116 Senegalese peacekeepers bid farewell to Mali, marking their departure from the United Nations (UN) peacekeeping mission known as MINUSMA. This exit contributes to the ongoing withdrawal of troops, with the mission set to conclude in December.
The departure of the Senegalese contingent occurred late in September, bringing the total number of exiting soldiers to over 3,200. The largest portion of this withdrawal comprises 2,583 troops from troop-contributing countries. Following closely behind are 412 police officers from formed units, along with 184 individual police officers and 97 military staff officers. In total, as of now, 3,276 uniformed personnel, encompassing both military and police, have been withdrawn.
Three peacekeepers from Senegal were killed and five seriously injured after their convoy hit an improvised explosive device in central Mali, on February 21, the U.N. peacekeeping mission in the country and Senegal’s army said.
This ongoing phased withdrawal aligns with the directives of UN Security Council (UNSC) Resolution 2690, which was adopted on June 30, 2023. The resolution explicitly calls for the cessation of MINUSMA operations and mandates a complete withdrawal by December 31, 2023. As the deadline approaches, it is anticipated that a more substantial contingent of MINUSMA staff will depart from Mali.
The United Nations Mission in Mali (MINUSMA) has begun its exit from the country in accordance with a request made by Malian authorities to leave by December 31 of this year. MINUSMA has lost over 180 of its members to date. “To date, 2,680 members of t he MINUSMA Force and 596 members of the United Nations Police (UNPOL) have been repatriated, culminating in a total of 3,276 uniformed personnel departing the mission,” said MINUSMA in the statement.
“MINUSMA has, over time, bid farewell to 81 international staff, and 10 United Nations Volunteers (UNVs). This brings the total number of departed civilian staff to 91, and when combined with the military departures, the grand tally stands at 3,367 MINUSMA personnel having left the mission,” the United Nations Multidimensional Integrated Stabilization Mission in Mali (MINUSMA) said.
The withdrawal process involves redeploying peacekeepers and essential equipment, as well as the formal restitution of camps that had been established across the nation over the past decade.
Furthermore, it’s important to note that the withdrawal isn’t limited to military and police personnel alone.

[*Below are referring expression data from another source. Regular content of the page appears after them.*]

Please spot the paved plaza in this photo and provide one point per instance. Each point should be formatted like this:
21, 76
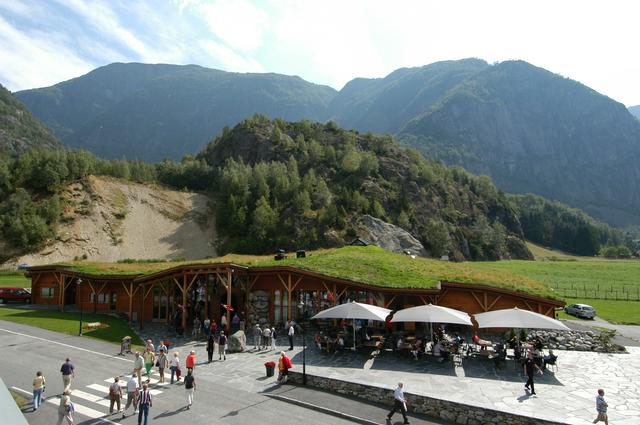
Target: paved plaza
567, 394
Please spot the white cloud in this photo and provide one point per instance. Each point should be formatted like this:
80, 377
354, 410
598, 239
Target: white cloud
240, 24
36, 59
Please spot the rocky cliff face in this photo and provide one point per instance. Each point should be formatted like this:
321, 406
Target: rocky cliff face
389, 236
106, 219
533, 131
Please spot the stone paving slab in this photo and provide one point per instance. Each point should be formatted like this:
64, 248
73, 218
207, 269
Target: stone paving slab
567, 395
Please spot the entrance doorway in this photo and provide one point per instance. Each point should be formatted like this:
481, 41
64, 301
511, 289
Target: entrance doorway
160, 304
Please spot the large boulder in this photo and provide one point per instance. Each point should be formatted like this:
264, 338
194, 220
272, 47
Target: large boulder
389, 236
237, 342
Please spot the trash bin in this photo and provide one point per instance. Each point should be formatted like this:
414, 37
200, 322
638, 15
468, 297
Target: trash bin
270, 367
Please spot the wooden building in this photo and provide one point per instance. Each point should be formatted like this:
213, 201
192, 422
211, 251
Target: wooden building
272, 294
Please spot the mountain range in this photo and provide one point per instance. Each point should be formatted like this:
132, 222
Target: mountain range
530, 130
19, 129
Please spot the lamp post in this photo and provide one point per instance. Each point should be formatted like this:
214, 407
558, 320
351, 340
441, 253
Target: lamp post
304, 350
78, 282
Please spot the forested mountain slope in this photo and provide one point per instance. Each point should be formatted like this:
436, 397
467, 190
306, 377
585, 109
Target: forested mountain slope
302, 184
152, 112
534, 131
19, 130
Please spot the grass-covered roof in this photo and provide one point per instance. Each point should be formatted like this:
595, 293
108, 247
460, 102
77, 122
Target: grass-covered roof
370, 265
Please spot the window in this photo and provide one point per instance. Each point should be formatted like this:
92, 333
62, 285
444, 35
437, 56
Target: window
103, 298
47, 292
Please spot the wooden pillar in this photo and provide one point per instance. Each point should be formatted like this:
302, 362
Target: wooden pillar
206, 299
184, 303
130, 302
228, 297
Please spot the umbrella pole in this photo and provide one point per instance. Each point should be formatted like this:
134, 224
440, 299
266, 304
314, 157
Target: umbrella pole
354, 334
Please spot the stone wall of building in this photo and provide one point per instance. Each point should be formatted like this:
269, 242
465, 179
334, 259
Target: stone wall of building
458, 413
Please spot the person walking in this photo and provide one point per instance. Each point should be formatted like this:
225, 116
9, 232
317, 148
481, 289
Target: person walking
162, 363
399, 403
222, 346
284, 364
266, 337
138, 364
190, 361
115, 395
38, 388
66, 408
190, 387
257, 337
223, 323
145, 403
529, 368
175, 366
601, 408
132, 395
214, 328
291, 332
149, 358
68, 371
273, 338
211, 345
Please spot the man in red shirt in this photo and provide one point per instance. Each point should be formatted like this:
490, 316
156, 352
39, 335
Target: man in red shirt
190, 362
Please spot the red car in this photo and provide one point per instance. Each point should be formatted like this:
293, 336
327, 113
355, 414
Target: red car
14, 294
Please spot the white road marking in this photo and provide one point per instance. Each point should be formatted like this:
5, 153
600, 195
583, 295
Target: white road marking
90, 397
83, 410
67, 345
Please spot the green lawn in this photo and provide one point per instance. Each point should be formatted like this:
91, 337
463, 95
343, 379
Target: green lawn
578, 277
622, 312
69, 323
14, 278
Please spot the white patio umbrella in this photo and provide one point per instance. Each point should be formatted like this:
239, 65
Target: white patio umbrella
432, 314
519, 319
354, 310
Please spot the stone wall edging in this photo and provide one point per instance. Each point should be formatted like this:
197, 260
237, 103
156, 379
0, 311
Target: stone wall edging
456, 412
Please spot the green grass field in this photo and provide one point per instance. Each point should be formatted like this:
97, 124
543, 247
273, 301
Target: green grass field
14, 278
622, 312
69, 323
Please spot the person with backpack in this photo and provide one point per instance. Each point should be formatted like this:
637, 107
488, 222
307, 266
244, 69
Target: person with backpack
162, 364
66, 408
266, 337
132, 395
38, 388
211, 343
222, 346
273, 338
175, 366
284, 364
145, 403
190, 387
115, 395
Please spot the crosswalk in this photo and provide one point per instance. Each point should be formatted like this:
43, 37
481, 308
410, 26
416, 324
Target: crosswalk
93, 400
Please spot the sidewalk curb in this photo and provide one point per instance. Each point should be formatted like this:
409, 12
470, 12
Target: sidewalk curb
322, 409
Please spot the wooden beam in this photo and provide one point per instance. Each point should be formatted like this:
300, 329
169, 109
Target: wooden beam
482, 306
229, 298
387, 303
494, 302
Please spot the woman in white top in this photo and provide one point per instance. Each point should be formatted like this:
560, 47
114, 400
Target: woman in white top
175, 365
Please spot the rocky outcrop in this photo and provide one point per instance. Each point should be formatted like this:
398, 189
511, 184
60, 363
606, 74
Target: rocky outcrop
389, 236
573, 340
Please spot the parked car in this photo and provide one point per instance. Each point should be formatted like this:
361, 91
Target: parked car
583, 311
14, 294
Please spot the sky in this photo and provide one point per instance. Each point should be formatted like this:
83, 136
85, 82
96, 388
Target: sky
43, 42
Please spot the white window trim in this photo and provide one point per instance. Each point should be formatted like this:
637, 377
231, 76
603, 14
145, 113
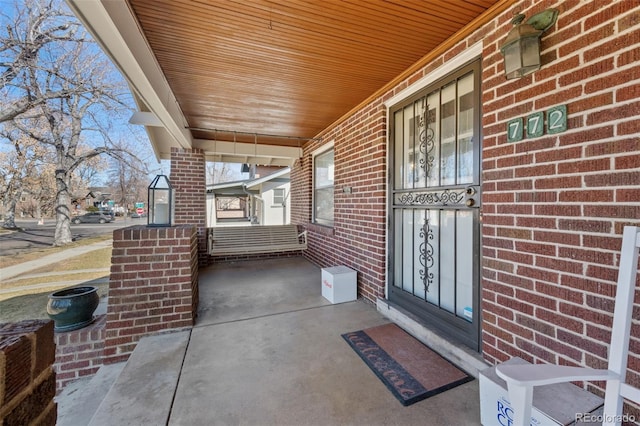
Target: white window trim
318, 151
468, 55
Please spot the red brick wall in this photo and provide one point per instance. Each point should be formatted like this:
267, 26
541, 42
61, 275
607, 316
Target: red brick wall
357, 238
554, 206
188, 178
153, 285
27, 379
79, 352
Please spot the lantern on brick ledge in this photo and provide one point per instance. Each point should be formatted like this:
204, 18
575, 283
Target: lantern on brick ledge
161, 202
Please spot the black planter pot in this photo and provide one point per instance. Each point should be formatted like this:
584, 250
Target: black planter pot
72, 308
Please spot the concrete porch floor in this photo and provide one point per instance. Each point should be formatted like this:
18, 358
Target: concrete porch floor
267, 350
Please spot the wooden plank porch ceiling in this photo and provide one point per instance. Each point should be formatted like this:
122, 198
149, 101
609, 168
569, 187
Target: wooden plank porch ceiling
291, 68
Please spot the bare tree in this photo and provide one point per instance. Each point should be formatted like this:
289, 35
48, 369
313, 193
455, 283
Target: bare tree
23, 163
32, 28
53, 74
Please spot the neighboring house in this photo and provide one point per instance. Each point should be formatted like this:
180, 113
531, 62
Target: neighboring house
487, 209
257, 200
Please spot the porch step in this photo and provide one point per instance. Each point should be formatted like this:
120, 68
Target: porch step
79, 400
143, 392
470, 361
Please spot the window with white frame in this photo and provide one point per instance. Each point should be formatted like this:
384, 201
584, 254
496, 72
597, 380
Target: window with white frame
278, 196
323, 169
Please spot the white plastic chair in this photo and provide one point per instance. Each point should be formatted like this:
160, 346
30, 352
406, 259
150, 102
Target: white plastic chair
521, 379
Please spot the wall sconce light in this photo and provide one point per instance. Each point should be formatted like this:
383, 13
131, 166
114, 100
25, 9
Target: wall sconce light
521, 48
161, 203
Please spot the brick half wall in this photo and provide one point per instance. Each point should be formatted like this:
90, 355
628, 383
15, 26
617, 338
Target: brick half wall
153, 285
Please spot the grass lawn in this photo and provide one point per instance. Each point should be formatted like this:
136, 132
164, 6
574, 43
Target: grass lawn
25, 297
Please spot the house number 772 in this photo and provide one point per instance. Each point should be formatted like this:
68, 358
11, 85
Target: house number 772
533, 125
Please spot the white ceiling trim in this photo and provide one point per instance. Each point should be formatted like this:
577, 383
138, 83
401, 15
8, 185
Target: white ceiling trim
114, 27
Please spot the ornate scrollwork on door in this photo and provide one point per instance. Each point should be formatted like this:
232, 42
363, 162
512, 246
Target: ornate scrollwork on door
426, 255
442, 198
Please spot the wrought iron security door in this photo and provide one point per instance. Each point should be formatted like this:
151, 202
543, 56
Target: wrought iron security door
435, 231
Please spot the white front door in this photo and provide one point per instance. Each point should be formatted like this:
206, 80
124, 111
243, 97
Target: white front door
435, 199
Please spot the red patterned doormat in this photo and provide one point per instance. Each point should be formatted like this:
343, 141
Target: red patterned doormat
409, 369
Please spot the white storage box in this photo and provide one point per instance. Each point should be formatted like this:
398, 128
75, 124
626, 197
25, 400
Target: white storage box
339, 284
558, 404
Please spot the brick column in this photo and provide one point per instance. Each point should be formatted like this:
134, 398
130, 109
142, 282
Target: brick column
153, 285
189, 180
27, 379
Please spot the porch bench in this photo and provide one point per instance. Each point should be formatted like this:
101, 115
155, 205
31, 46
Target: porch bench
230, 240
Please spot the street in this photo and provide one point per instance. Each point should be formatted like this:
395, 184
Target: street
38, 236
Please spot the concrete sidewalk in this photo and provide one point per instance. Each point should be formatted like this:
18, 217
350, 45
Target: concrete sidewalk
26, 267
266, 350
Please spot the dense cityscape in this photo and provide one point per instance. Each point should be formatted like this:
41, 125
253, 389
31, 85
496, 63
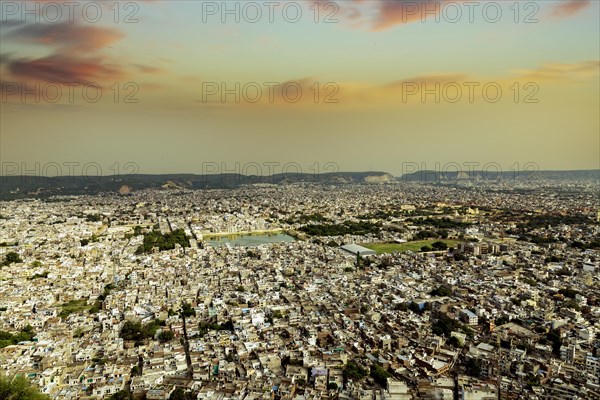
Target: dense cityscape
391, 290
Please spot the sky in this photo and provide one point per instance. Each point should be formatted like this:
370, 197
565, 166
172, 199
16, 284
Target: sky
263, 87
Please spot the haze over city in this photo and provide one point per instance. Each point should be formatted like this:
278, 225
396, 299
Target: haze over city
180, 83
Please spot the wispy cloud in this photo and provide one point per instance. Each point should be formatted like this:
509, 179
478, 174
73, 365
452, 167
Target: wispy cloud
568, 8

Over time, MINUSMA has also bid farewell to 81 international staff members and ten UN Volunteers (UNVs). This cumulative departure has now reached a total of 91 civilian staff.

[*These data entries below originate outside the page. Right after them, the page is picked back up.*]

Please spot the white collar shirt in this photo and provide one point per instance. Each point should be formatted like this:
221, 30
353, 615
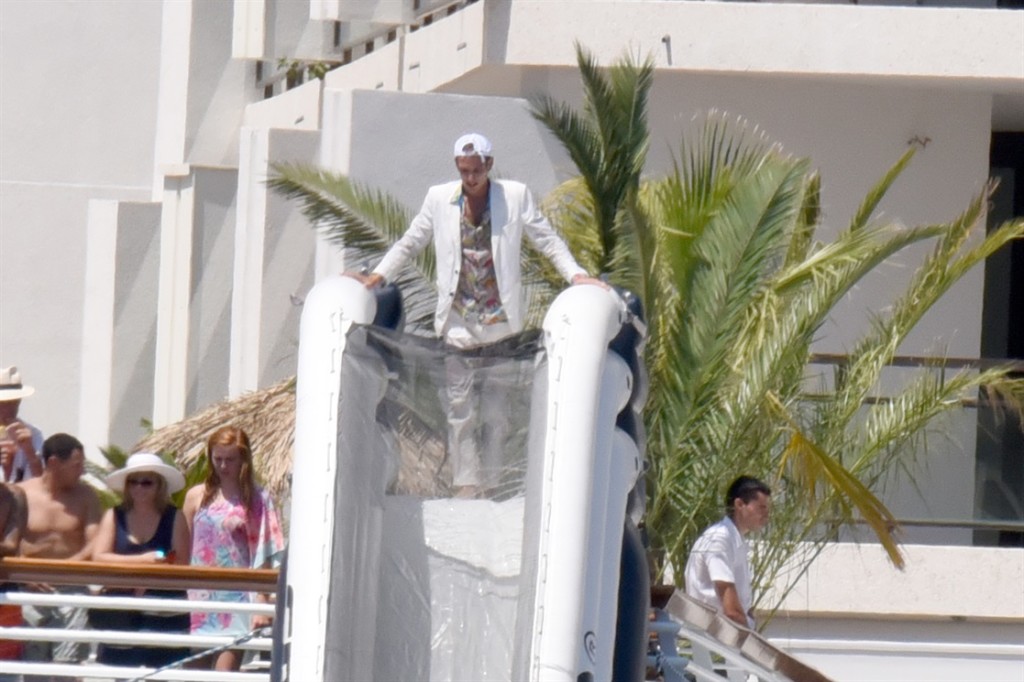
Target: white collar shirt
720, 554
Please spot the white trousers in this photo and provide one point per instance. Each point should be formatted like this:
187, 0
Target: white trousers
476, 400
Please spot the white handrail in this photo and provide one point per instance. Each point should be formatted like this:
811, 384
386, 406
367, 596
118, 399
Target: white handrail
30, 670
163, 639
863, 645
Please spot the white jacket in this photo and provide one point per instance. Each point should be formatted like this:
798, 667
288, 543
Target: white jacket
512, 213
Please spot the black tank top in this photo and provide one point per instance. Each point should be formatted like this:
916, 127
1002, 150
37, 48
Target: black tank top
163, 539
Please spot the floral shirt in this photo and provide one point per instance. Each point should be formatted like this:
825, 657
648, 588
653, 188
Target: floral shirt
224, 536
476, 297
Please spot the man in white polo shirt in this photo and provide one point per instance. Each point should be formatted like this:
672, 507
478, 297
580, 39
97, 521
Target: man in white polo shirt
718, 570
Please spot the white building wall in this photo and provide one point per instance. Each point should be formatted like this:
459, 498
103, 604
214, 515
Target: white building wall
78, 85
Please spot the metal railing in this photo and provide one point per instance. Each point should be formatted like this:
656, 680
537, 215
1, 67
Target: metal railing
715, 648
125, 576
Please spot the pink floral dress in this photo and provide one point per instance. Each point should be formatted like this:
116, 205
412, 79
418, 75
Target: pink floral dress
223, 536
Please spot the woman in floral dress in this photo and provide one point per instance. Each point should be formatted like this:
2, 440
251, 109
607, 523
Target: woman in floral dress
233, 523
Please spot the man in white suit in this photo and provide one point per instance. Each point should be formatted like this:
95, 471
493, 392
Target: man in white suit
476, 225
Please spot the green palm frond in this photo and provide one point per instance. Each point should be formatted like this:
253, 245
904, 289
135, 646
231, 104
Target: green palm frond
607, 141
364, 223
879, 190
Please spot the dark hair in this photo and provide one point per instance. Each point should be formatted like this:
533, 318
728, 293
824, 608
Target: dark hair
60, 445
747, 488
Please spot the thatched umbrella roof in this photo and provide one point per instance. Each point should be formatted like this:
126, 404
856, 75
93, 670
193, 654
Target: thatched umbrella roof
266, 415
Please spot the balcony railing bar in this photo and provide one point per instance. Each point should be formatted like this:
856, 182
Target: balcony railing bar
973, 524
31, 670
158, 577
936, 361
168, 640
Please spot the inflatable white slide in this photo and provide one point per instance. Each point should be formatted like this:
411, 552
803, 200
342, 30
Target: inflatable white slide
394, 572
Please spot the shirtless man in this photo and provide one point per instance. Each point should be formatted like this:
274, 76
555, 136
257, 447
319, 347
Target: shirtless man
64, 517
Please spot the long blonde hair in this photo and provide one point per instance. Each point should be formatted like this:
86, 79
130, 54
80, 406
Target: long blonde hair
161, 500
230, 436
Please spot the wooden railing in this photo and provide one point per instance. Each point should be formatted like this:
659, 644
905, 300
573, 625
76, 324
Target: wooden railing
157, 577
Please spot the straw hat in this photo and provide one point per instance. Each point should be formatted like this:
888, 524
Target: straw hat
11, 387
140, 462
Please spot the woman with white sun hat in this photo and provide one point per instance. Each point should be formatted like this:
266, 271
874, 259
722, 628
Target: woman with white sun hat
145, 528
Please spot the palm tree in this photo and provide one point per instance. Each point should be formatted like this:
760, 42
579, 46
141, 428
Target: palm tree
724, 252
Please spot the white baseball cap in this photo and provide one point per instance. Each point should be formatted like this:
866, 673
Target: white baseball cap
11, 387
472, 144
146, 462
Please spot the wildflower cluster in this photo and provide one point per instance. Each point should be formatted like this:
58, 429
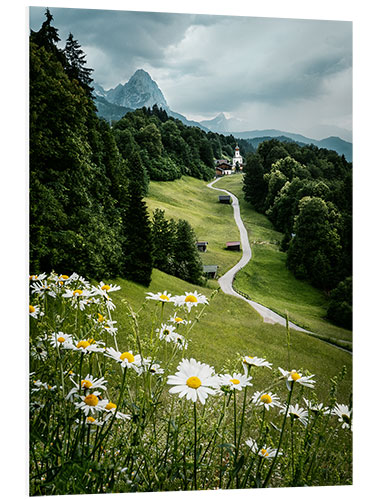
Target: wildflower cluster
120, 408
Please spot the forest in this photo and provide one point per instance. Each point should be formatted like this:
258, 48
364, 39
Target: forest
306, 192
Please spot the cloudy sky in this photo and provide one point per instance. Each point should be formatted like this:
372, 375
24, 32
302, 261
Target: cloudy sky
289, 74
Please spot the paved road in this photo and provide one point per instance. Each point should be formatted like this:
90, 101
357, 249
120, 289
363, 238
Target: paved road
226, 281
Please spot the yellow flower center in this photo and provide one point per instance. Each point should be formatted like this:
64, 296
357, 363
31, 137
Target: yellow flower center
110, 406
83, 343
193, 382
127, 355
91, 400
266, 398
235, 381
191, 298
86, 384
295, 376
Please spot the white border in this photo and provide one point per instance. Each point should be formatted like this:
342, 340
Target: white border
14, 208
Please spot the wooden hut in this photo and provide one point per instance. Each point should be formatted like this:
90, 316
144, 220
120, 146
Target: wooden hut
234, 245
224, 199
210, 271
202, 246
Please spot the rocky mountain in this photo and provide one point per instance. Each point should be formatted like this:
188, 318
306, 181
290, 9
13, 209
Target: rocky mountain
141, 90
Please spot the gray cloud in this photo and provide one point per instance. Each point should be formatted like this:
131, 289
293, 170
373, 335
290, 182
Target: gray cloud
255, 68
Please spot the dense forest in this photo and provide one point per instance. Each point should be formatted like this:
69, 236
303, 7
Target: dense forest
307, 194
88, 179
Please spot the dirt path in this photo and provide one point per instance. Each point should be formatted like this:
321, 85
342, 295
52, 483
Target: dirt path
226, 281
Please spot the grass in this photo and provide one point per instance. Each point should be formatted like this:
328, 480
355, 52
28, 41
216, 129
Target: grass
267, 280
230, 329
190, 199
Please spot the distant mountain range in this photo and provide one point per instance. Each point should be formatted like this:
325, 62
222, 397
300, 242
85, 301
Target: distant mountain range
141, 90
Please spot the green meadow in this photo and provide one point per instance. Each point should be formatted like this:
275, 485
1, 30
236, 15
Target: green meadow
229, 327
267, 280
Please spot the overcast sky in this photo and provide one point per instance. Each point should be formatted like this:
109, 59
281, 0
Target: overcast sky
288, 74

MINUSMA has successfully closed three camps at Ogossagou, Ber, and Goundam. These closures mark a significant step in the mission’s withdrawal plan, carried out in coordination with Malian authorities. The return of these sites to the state civilian authorities is a crucial component of the exit strategy, adhering to UN rules and regulations.
In June last year, the United Nations peacekeeping mission in Mali (MINUSMA), was left in urgent need of armed helicopters when Ukrainian peacekeepers left the country to join their brothers-in-arms in defending their country against the Russian invasion.
Late last year, Ivory Coast began gradually pulling out its forces and police from the United Nations Multidimensional Integrated Stabilization Mission in Mali (MINUSMA). The withdrawal comes after former colonial power France, and then Britain pulling out its 300 troops from the peacekeeping force. While in August 2022, France withdrew its troops which have been in Mali for more than a decade, after a dispute about Malian air space violations, and the presence of hundreds of Russian mercenaries from the Kremlin-linked Wagner Group.
Likewise, Germany withdrew after suspending its operations when the Malian government denied flyover rights to Berlins airborne forces. Last September, over 460 peacekeepers hailing from the Egyptian combat and convoy escort battalion of MINUSMA (United Nations Multidimensional Integrated Stabilization Mission in Mali) left Gao, northern Mali for their country.
The withdrawal process reflects the evolving situation in Mali and the concerted international effort to transition responsibility for security to Malian authorities. As the mission concludes, the focus will shift toward consolidating the gains achieved during MINUSMA’s presence in Mali and supporting the nation’s ongoing journey towards lasting peace and stability.
As Mali prepares to assume greater responsibility for its security, the support of the international community will remain steadfast. The experiences and contributions of the departing peacekeepers, including the Senegalese contingent, will be remembered as an essential part of Mali’s journey towards a more peaceful and secure future.